Anaphylaxis and White Privilege

These topics have been swirling around my mind for the past two weeks and I’ve decided to let them out online. So here goes…

Two weeks ago we had the most terrifying ordeal of our lives, when our happy, chubby little toddler had a severe anaphylactic reaction to nuts. The reaction happened instantly. It was as if he had swallowed bleach. He held his hand to his mouth and screamed in agony. Within seconds he vomited. The inside of his mouth, his lips, his nose and his eyes immediately began to swell. Blisters and hives formed on his lips, his eyes and his hands. He was struggling to breathe. With shaking hands I gave the Epipen to his father, who administered it, as I held him close. I called for an ambulance and we watched and waited in our collective distress.

There was no ambulance available in Kilkenny and it was an agonising 40 minutes until one arrived from Clonmel. By this stage his condition was worsening again and we were considering giving him another pen, but with the help of the paramedics we got a different medicine into him and he began to show improvement on the way to the hospital and a few hours later, was playing happily. Thankfully, we are all now recovering well. (I really don’t know what I’d do without yoga and meditation!)

The care we received during the whole ordeal was incredible. Paramedics, nurses and doctors all taking time to develop a rapport with him. The nurses showed me genuine friendliness. One of whom has allergy kids of her own and listened as I shed a tear, while confiding in her my worries about the future. An orderly made me up a second (larger) bed, with no fuss, so that I could get in and comfort my child with breastfeeding. The catering staff checked ingredients and patiently figured out what we could eat. We were given space and I felt so reassured and completely safe being in the hospital, despite the pandemic because of the precautions all staff were so visibly taking.

So why am I writing this? I’ve examined my motivation deeply and taken my time in posting this. I know I write it partly for catharsis, and I write it partly for all of my friends and family (and anyone who is ever in contact with my child) to know just how serious his allergies are. I don’t want to have to explain this traumatic experience over and over. I also write this because with all that is happening in the world I find it impossible to separate these events from thoughts of my white privilege, and the Black Lives Matter movement.

You could dissect white privilege, as I have, in so many parts of this story but I keep thinking in particular about how my baby’s allergy prick tests came up inconclusive.

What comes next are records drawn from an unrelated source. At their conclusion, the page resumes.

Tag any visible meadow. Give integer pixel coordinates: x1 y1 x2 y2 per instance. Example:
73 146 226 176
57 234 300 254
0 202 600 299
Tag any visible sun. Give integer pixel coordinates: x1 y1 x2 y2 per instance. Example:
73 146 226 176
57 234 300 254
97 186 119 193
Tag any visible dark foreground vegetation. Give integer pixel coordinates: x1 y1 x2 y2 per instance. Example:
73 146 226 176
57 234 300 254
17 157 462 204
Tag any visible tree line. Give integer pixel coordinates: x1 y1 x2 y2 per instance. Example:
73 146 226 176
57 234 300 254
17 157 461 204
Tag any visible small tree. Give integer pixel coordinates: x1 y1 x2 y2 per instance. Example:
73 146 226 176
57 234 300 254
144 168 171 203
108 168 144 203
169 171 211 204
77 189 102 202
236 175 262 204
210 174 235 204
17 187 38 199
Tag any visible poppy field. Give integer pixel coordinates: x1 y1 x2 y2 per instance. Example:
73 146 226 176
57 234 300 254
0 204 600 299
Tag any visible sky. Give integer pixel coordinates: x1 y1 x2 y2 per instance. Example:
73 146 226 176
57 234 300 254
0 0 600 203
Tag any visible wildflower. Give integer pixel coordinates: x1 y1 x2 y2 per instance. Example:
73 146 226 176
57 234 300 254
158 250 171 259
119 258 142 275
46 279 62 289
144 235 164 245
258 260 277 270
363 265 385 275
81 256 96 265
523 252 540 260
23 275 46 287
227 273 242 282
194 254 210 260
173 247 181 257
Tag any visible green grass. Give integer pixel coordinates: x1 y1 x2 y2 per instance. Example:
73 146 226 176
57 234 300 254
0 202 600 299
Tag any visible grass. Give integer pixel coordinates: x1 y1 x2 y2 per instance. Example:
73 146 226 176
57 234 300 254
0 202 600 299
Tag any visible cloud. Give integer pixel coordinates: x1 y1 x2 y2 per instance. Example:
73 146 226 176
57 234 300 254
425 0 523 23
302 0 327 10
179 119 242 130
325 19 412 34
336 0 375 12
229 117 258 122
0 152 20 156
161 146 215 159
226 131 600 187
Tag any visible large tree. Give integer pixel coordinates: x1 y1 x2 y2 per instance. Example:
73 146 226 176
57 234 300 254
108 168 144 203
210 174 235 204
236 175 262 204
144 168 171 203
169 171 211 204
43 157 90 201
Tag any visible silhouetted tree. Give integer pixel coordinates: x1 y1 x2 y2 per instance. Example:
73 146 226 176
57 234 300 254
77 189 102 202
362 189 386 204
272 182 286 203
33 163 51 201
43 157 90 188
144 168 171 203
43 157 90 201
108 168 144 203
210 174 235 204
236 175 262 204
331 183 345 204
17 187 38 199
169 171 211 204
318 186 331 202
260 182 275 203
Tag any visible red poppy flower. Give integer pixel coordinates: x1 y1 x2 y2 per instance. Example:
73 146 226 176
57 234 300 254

Despite this, my doctors believed me when I said it was because he’d never actually ingested the allergens, but that I knew the gravity of his allergies because of how he reacted to minimal exposure. They believed me and they prescribed the Epipens that saved his life. I can’t help but wonder if I didn’t have white privilege (and my education and fluency in English for that matter) would I have been believed? If I was a Black woman, an Asylum Seeker or a Traveller would I have been given the benefit of the doubt?

You might think these are just the natural ponderings of a mother who has been through a stressful event but the facts tell the story. Black Americans are more likely to die from anaphylaxis than White Amercians. They’re more likely to die of Covid-19 too. The racial bias in healthcare does not even come close to ending there. Before a Black American woman has her baby, she does so in the reality that Black women are at least 3-5 times more likely to suffer a pregnancy related death than White women and their babies are more than 2 times more like to die at birth.

I find myself empathising so much with Black mothers this week, but I know I can’t imagine the worry and anguish of teaching your child how to behave under the threat of their allergies, to avoid being killed, while also having to teach them how to behave to navigate the threat of police brutality, to avoid being murdered. I can empathise but I can never truly know because of my white privilege.

I’ve spoken of America here, but we all know racism is prevalent in Ireland too, from systemic racism to the daily microagressions people are enduring. If you don’t know this, you need to do some research or just follow @black_andirish on instagram. As for me, I’ve decided I’m doing what I can do. I’m reading more, listening more, and learning more. I’ve started following more Black (with a capital B) voices and educators on Instagram. I am making a plan of action for myself and my family to continue with this work. I need to do more than acknowledge racism, I must be Anti-Racist. I have started with actions to end direct provision, what Amnesty International has described as ‘an ongoing human rights scandal.’ Please join me. I’m attaching useful links. I would love for you to add to the list. Thanks for reading to the end.

Amnesty reports and petition:


Sample letter and TD info:

Also if you know me, please watch this video which shows how to administer an epipen to a toddler:

PS. Since I wrote this, the ending of Direct Provision has been announced as part of the new programme from government, but it could be a long time before it happens, and we need to make sure it’s replaced with something humane. Just this week a local TD continued to defend the current system to me. We need to keep the pressure on.